Further, it’s also pretty unlikely that we will see the maximal Labour result of 29 Conservatives, 27 Labour and two Independents. Absolutely everything has to go right for Labour to achieve this, and there are several obvious things with the potential to go wrong. Winning one of the three Kelsey & Eden Park seats is hard enough for them, but having a big enough lead to get all three is implausible.

The Mottingham and Cray wards are demographically the sorts of place where Labour did very badly in the 2019 general election and the 2021 local elections elsewhere, and where the party’s electoral problems are deep-rooted. They haven’t been strong in these since 1986. Winning eight out of eight would be a major reverse of the long-running trend.

Even in the areas where demographic determinism suggests Labour should win, it is complicated because the Lib Dems have also targeted these wards, and the Greens have some support in them too. In 2018 the Conservatives prevailed in Bromley Town, for instance, with 36 per cent of the vote against a badly splintered opposition.

But before we dismiss this analysis as a shaggy-dog story for the first day of April, there are some serious points to be made about electoral politics in Bromley. 

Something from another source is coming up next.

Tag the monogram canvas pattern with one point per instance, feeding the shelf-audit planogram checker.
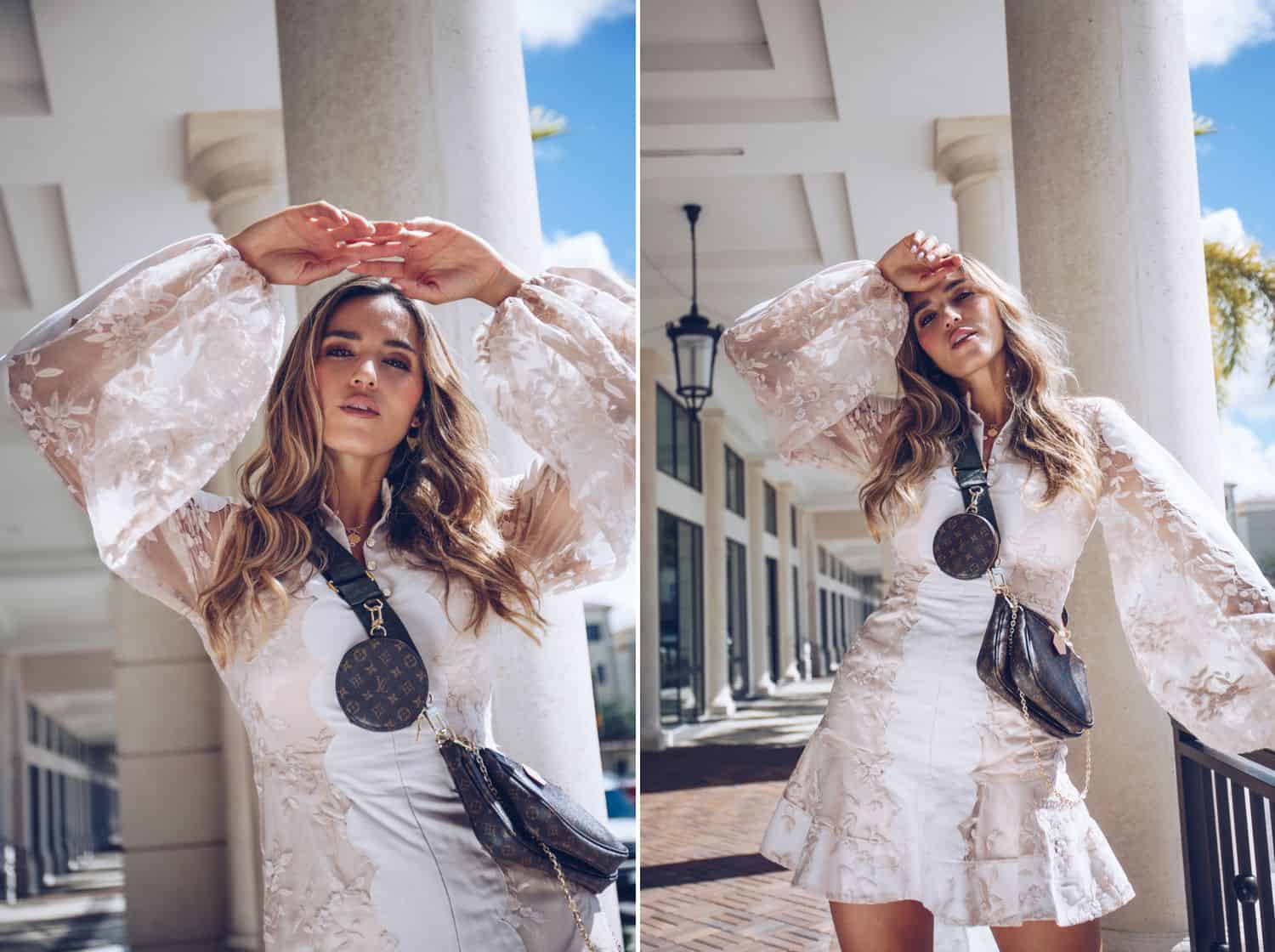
(382, 684)
(966, 546)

It will be an interesting borough to watch when the election results come in, as long as you are not expecting the Tories to lose or even have a particularly close call. If they hold all their seats in the Cray Valley and in Mottingham, that may be an indicator that they are still in the ascendant in white working-class areas, which would be a good sign for them for the next general election. And if Labour pick off some seats around Beckenham and Bromley Town, it will confirm the creeping inevitability of demographic change and the accentuation of Labour’s support among professionals and commuters.

Looking forward, perhaps Labour can win Bromley. JL Partners’ February 2022 MRP model of voting indicated that Labour were two points ahead in the parliamentary seat of Bromley & Chislehurst and only two points behind in Beckenham. The Boundary Commission suggests moving the corner of Penge within Lewisham West & Penge back into the Beckenham seat, which would make it a genuine target marginal. Labour votes in places like West Wickham and Kelsey would become important.

Looking even further forward, Labour’s time in currently Tory suburbs may come in the next 20 years. If there is a Tory government in 2034 and it becomes unpopular, the red flag may fly over Bromley Civic Centre after all.